Novos Desafios para a Diplomacia Económica: Do Estado Central ao nível sub-nacional

Projeto que se desenvolve com output no projeto transversal

REGIÃO 2020:Determinantes Estratégicos do Desenvolvimento Local e Regional

Título do projecto 
Novos Desafios para a Diplomacia Económica: Do Estado Central ao nível sub-nacional

Data de Início e de Término
Outubro 2015 - em curso

Investigador Responsável:
Prof. Pedro Parreira

 
Equipa de investigação

Nome do Investigador Filiação Institucional
António Marques Bessa ISCSP
Carla Guapo Costa CAPP/ISCSP
Joaquim Ramos Silva ISEG
Pedro Parreira CAPP


Resumo do Projecto:

Ao contrário do que alguns autores mais orientados para a descrição das políticas e menos para a análise o queiram fazer parecer, a Diplomacia Económica não é uma realidade recém-nascida.
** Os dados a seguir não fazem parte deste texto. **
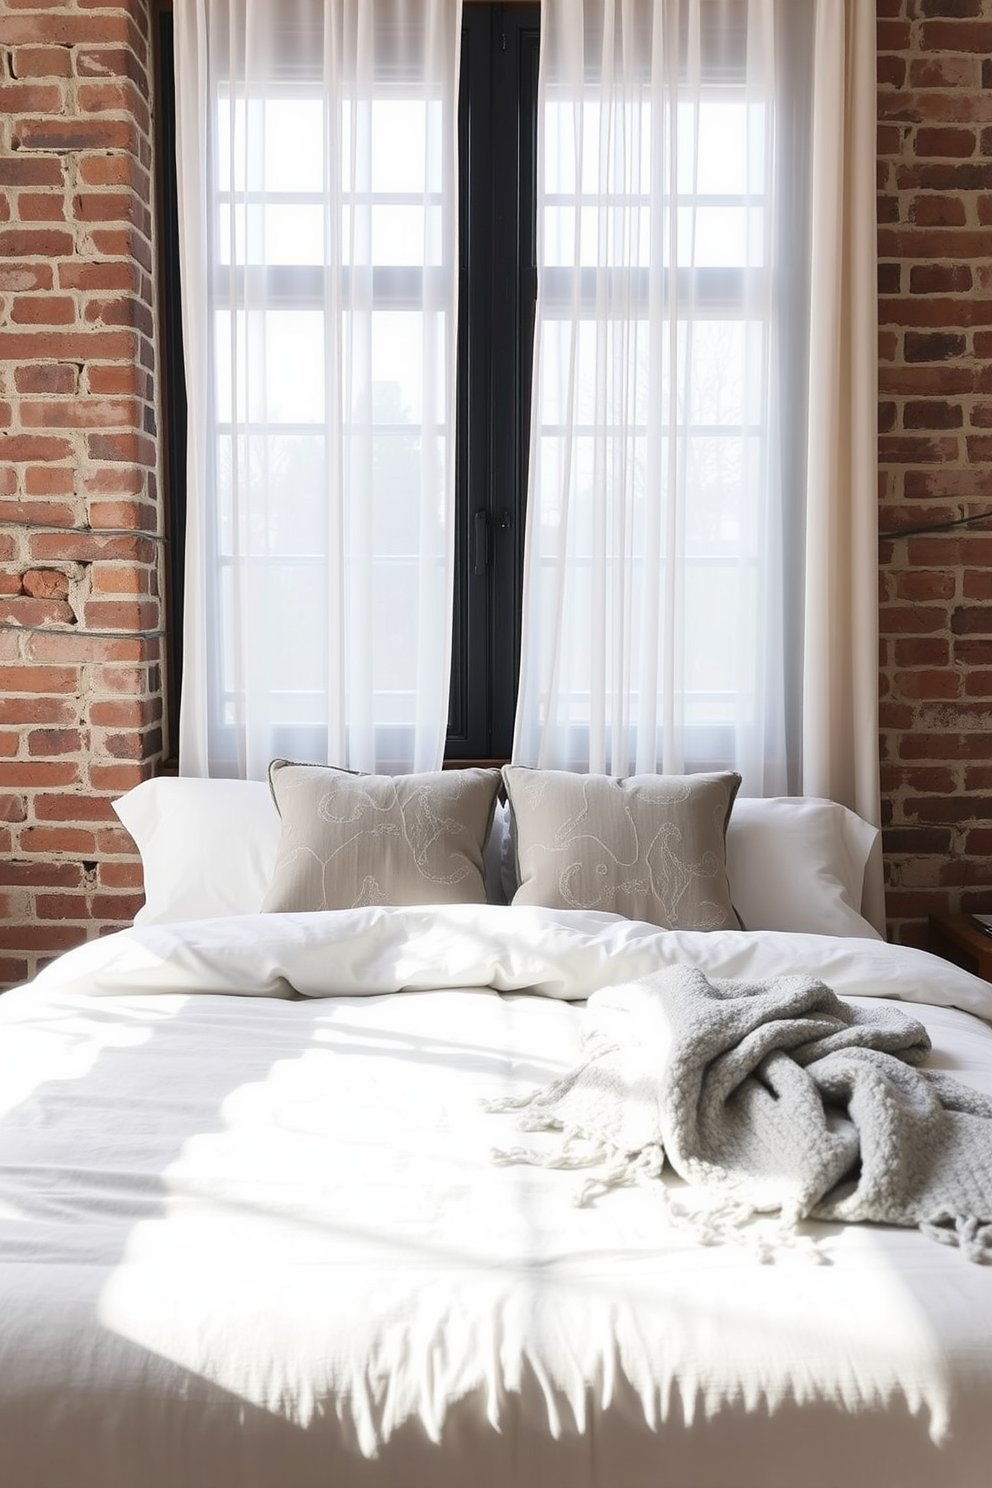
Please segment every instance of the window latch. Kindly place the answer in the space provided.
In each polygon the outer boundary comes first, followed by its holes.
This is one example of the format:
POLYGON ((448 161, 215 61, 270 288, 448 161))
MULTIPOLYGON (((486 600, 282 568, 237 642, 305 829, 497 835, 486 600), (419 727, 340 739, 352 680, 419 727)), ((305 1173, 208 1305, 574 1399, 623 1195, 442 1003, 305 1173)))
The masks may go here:
POLYGON ((475 514, 475 552, 472 568, 477 576, 489 567, 489 514, 480 509, 475 514))

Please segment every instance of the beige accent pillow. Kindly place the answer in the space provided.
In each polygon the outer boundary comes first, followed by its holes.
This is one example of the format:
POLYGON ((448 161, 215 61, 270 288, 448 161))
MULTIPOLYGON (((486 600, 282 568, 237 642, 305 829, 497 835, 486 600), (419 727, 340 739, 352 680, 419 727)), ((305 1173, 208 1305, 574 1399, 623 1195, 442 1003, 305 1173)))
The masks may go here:
POLYGON ((514 904, 603 909, 669 930, 739 930, 725 835, 741 777, 579 775, 504 765, 514 904))
POLYGON ((273 760, 282 826, 263 911, 484 904, 498 770, 357 775, 273 760))

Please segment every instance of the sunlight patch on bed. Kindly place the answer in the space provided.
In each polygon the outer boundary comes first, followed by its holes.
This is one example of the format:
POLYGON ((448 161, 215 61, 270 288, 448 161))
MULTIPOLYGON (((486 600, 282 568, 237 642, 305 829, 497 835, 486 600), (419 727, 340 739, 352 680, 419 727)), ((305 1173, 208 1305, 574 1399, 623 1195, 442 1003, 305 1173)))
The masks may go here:
POLYGON ((115 999, 113 1016, 101 1020, 92 1008, 84 1016, 71 995, 50 999, 43 1015, 36 1011, 33 1025, 19 1030, 16 1043, 0 1039, 0 1120, 48 1084, 82 1080, 107 1051, 148 1043, 156 1024, 185 998, 162 1001, 171 1006, 128 1008, 126 999, 115 999))
MULTIPOLYGON (((544 1004, 537 1045, 560 1015, 566 1063, 570 1013, 544 1004)), ((700 1249, 648 1190, 577 1210, 576 1174, 498 1168, 480 1096, 514 1084, 509 1030, 516 1060, 537 1053, 517 1003, 295 1016, 309 1047, 276 1042, 265 1078, 165 1166, 161 1217, 103 1288, 109 1330, 296 1425, 333 1401, 369 1458, 412 1421, 440 1440, 466 1402, 497 1431, 522 1412, 569 1436, 618 1401, 653 1433, 895 1401, 945 1436, 944 1357, 884 1264, 891 1236, 824 1231, 832 1264, 784 1249, 760 1265, 700 1249), (492 1069, 466 1065, 487 1046, 492 1069)))

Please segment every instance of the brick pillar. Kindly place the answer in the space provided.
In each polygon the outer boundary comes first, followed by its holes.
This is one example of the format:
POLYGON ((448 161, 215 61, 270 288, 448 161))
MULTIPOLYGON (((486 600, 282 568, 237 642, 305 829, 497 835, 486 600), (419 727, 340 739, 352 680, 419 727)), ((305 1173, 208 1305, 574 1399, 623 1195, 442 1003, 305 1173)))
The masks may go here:
MULTIPOLYGON (((992 512, 992 10, 877 0, 880 519, 992 512)), ((896 938, 992 910, 992 522, 883 541, 896 938)))
POLYGON ((149 3, 0 6, 0 985, 141 903, 162 754, 149 3))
E isto, mesmo que em termos históricos fosse mais um resultado disperso de vários instrumentos de política económica externa usados pelos diferentes Estados, sem práticas coordenadas e perspectiva unificada, as sementes da actual fase da Diplomacia Económica já existem há vários séculos.

Não sendo nova em si mesma, não quer dizer que esteja no presente estática e obsoleta. Bem pelo contrário. Sobretudo desde meados dos anos 80, inícios dos anos 90 do século passado, estimulada pelo crescente fenómeno da globalização e mais recentemente pela crise da dívida internacional (pública e privada), crise financeira internacional e abrandamento da economia mundial, a Diplomacia Económica apresenta novas tendências, novos actores e instrumentos que merecem por si só serem analisadas.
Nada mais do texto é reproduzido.